Your business is growing fast and you have more work than you can handle. It’s a good problem to have, but you need some help. When is the right time to hire help and how should you do it? For many business owners in the U.S., there are two main options:

  • Subcontract / work with independent contractors – Independent contractors are relatively easy to work with in that they are not employees so you don’t need to provide many of the things that employees are entitled to under the law. You don’t need to put them on payroll in order to pay them, you don’t need to pay them minimum wage, and you don’t need to provide them with health benefits. Independent contractors generally operate their own businesses and work with many different clients. They can be individuals or larger-scale businesses (like web development firms, for example) and they are typically brought in to work on a project-by-project basis rather than an open-ended long-term engagement. The big risk is misclassification–when the business owner treats the worker as an independent contractor but the facts of the business engagement require that the worker be treated as an employee by law. If you are careful not to establish an employment relationship and you have the time and ability to outsource your work, subcontracting can be a great way to grow your business at any stage.

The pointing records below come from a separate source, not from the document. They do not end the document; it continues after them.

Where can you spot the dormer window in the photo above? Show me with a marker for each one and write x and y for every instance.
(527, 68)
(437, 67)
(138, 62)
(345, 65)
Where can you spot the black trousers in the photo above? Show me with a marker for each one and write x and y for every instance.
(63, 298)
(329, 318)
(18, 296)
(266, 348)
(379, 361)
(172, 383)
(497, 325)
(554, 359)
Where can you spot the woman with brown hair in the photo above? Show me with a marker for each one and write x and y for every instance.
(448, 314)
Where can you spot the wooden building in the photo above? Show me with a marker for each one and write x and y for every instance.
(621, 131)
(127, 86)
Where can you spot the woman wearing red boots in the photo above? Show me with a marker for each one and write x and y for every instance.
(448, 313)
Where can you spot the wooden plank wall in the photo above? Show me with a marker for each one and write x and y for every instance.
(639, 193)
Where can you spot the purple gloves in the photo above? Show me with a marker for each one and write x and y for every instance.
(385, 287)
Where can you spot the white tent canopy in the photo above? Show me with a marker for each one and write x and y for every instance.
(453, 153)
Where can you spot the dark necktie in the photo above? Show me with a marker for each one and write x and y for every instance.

  • Hire employees – In the U.S., employers are required to comply with both state and federal employment laws. This means that employers must withhold and pay taxes, provide certain insurance coverages, pay minimum wage, comply with overtime eligibility laws, develop workplace policies, and comply with many other laws and regulations. It can take considerable time and resources to properly hire and manage employees, so you will generally want to make sure that your business is stable enough to support employees over the long term. Many business owners will start by subcontracting work out to independent contractors before building an internal staff of employees.